Майкл кладет руку мне на плечо. Пальцы ненавязчиво сползают на мою правую грудь. Муж всегда любил поприставать ко мне в кино. Собственно, он и сейчас не против, но я постоянно боюсь: вдруг сзади сидит кто-нибудь из стажеров Бентли? Как я говорила, городок у нас маленький. И я никогда не была сторонницей публичной демонстрации чувств. Майкл наклоняется и нежно целует меня в шею.

– Вразнос? – шепчет он и целует снова. – Звучит интригующе. Уточните.

– Не важно.

Я знаю, что должна нарушать правила, и мне не хочется разочаровывать подруг, но на самом деле я жалею, что приволокла в кинотеатр всю эту ерунду. Я читала, что продажа билетов не приносит прибыли – только еда и напитки из буфета. И если люди начнут приносить все с собой, то кинотеатрам придется бесконечно повышать цены на билеты, а потом они вообще закроются, и тогда прощай, Голливуд. Я не желаю нести ответственность за смерть киноиндустрии, но съедаю один мандарин, и он наполняет весь зал цитрусовым запахом.

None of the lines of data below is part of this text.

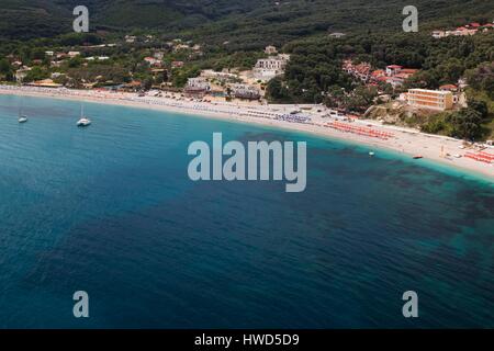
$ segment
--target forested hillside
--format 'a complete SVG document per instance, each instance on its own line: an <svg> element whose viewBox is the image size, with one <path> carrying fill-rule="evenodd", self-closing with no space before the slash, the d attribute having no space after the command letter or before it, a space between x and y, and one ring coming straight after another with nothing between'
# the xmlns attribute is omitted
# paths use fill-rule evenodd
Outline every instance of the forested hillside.
<svg viewBox="0 0 494 351"><path fill-rule="evenodd" d="M326 31L400 31L404 0L87 0L93 29L183 31L236 49L282 44ZM31 38L71 30L78 0L2 0L0 36ZM424 30L494 18L494 0L415 0Z"/></svg>

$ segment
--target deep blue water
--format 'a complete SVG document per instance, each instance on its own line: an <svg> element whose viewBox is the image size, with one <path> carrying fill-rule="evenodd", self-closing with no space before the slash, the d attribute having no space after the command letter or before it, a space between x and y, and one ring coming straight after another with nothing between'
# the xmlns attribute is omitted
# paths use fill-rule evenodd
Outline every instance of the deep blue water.
<svg viewBox="0 0 494 351"><path fill-rule="evenodd" d="M0 97L0 327L494 327L494 186L378 150ZM307 189L192 182L193 140L307 141ZM90 318L72 316L72 294ZM418 293L419 318L402 316Z"/></svg>

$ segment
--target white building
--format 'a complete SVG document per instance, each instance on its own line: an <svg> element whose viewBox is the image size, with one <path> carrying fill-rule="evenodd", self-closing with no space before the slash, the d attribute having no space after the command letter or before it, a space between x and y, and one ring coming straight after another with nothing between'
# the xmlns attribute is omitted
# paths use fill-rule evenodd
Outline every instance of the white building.
<svg viewBox="0 0 494 351"><path fill-rule="evenodd" d="M272 46L272 45L268 45L265 48L265 53L268 55L273 55L273 54L278 54L277 47Z"/></svg>
<svg viewBox="0 0 494 351"><path fill-rule="evenodd" d="M205 91L211 91L210 82L206 79L204 79L203 77L189 78L187 80L186 90L190 89L190 88L203 89Z"/></svg>
<svg viewBox="0 0 494 351"><path fill-rule="evenodd" d="M285 54L258 59L252 69L254 77L260 80L270 80L277 76L283 75L289 59L290 55Z"/></svg>

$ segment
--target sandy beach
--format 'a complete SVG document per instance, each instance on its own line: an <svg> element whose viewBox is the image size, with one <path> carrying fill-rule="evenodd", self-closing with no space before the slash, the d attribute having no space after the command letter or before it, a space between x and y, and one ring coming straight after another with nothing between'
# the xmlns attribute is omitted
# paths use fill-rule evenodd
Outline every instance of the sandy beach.
<svg viewBox="0 0 494 351"><path fill-rule="evenodd" d="M428 135L419 133L415 129L381 125L375 121L352 120L351 123L348 123L348 120L344 121L341 116L327 117L326 115L328 111L321 105L314 105L312 109L307 107L307 110L301 110L297 105L200 102L197 100L191 101L191 99L180 98L179 95L171 99L171 97L139 97L136 93L123 92L32 87L21 88L11 86L0 86L0 94L46 97L132 107L144 107L307 132L323 137L339 138L359 145L367 145L369 146L369 151L379 152L377 148L386 148L405 154L411 158L414 156L422 156L424 159L482 174L484 176L483 178L494 180L494 163L482 162L464 157L468 152L479 152L479 149L464 148L462 146L462 140L444 136ZM300 115L303 115L310 120L304 122L294 122L291 120L291 112L294 110L299 110ZM332 126L335 122L344 123L351 128L360 127L364 131L372 131L372 133L389 133L392 134L392 136L379 138L375 136L363 135L364 133L356 134L351 132L343 132ZM485 148L483 151L494 155L493 147ZM416 161L420 162L420 160Z"/></svg>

Я засыпаю примерно на том месте, когда дряблый актер целует двадцатичетырехлетнюю гладенькую шейку. И сплю, пока Майкл не пихает меня легонько локтем в бок:

– Лапуля. Просыпайся. Кино кончилось.

Я открываю глаза, вижу бегущие титры и уборщиц, выметающих мусор из проходов, и вытираю со щеки слюну.

– Что я пропустила?

– Не слишком много. – Майкл наклоняется и целует меня в нос. – Я вот что думаю. Давай в следующий раз отправим детей с няней в кино, а сами останемся дома и похулиганим.

– Звучит заманчиво.

Но про себя думаю: в вашем сценарии нет правды жизни, мой дорогой, безнадежный оптимист. В последний раз пара свободных часиков дома выдалась у нас полгода назад, когда мои свекор со свекровью повели детей на концерт в парке. Мы с Майклом договорились о встрече в постели сразу после проверки электронной почты. Мы даже успели раздеться до половины, прежде чем оба заснули.

“Тикуми” – японский ресторан в “Брюстер-виллидж-сквер”, который никакой не сквер, а торговый центр между двумя заправками. Японские шеф-повара встречают гостей равнодушными ритуальными приветствиями на родном языке. Официанты здесь – американские студенты, но некоторые усиленно стараются походить на азиатов: вытягивают волосы, раскосо подводят глаза и разговаривают с легким акцентом. Стены в зале цвета пшеничного зерна, половина столиков – очень низкие, а вместо стульев – подушки, тут надо снимать обувь. Майкл предпочитает “настоящий” стол: ему претит сидеть в носках в общественном месте. Да и мне тоже.